Objectives: To examine compliance in wearing heel lifts during 8 weeks of military training in cadets identified with limb length inequalities.
Background: Lack of compliance can be blamed for countless poor outcomes in the medical community. Reported compliance with intervention protocols has been reported to range from 11% to 95%. All 1100 new cadets in the class of 2005 were screened for a limb length inequality One hundred ninety-eight out of 1100 cadets were identified to have a limb length inequality on physical exam and volunteered to participate. Cadets were randomly assigned to a heel lift or control group. Cadets in the heel lift group were instructed to wear a heel lift at all times throughout cadet basic training to attempt to prevent overuse injuries. There was no difference (P > .05) between the heel lift group or the control group on injury rate or excusal days.
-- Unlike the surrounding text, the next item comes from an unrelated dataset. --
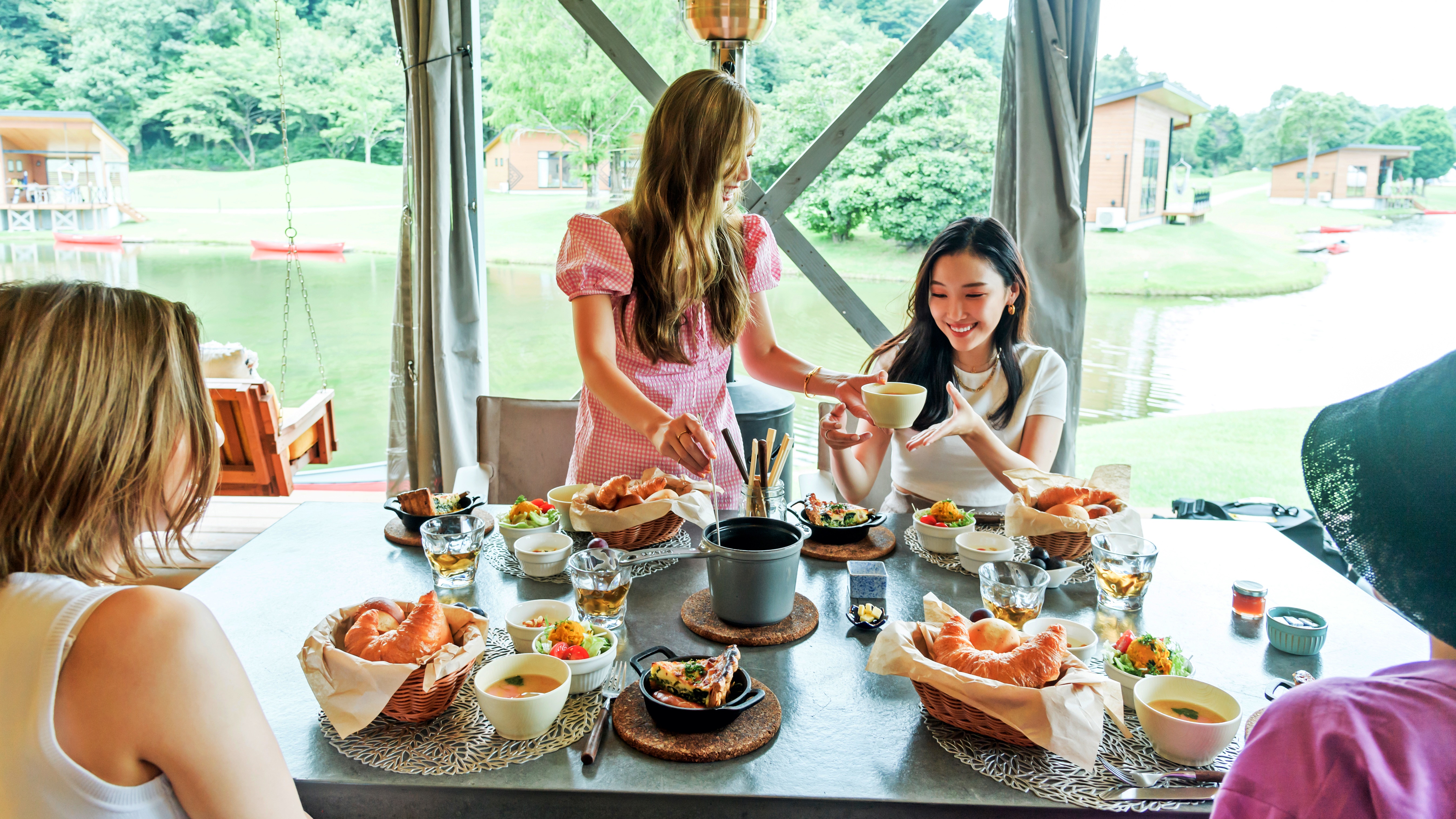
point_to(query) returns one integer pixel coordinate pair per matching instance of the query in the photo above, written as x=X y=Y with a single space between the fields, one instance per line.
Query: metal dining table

Methods and measures: In an attempt to discern whether the preventive intervention was ineffective by design or if noncompliance was to blame, investigators asked cadets via electronic mail survey to report compliance with heel lift wear as a percentage (0%-100%).
Results: Seventy-six out of 99 (76.8%) cadets in the heel lift group responded to the electronic mail survey. Mean reported compliance was 38%. Eighteen cadets reported between 70% and 100% compliance. The remaining 58 cadets reported less than 70% compliance.
Conclusions: Cadet compliance was poor with the use of a heel lift. Physical therapists throughout the military often prescribe heel lifts, therapeutic exercises, or medication and assume good to excellent compliance. This study reminds providers that good compliance should not be assumed in any setting.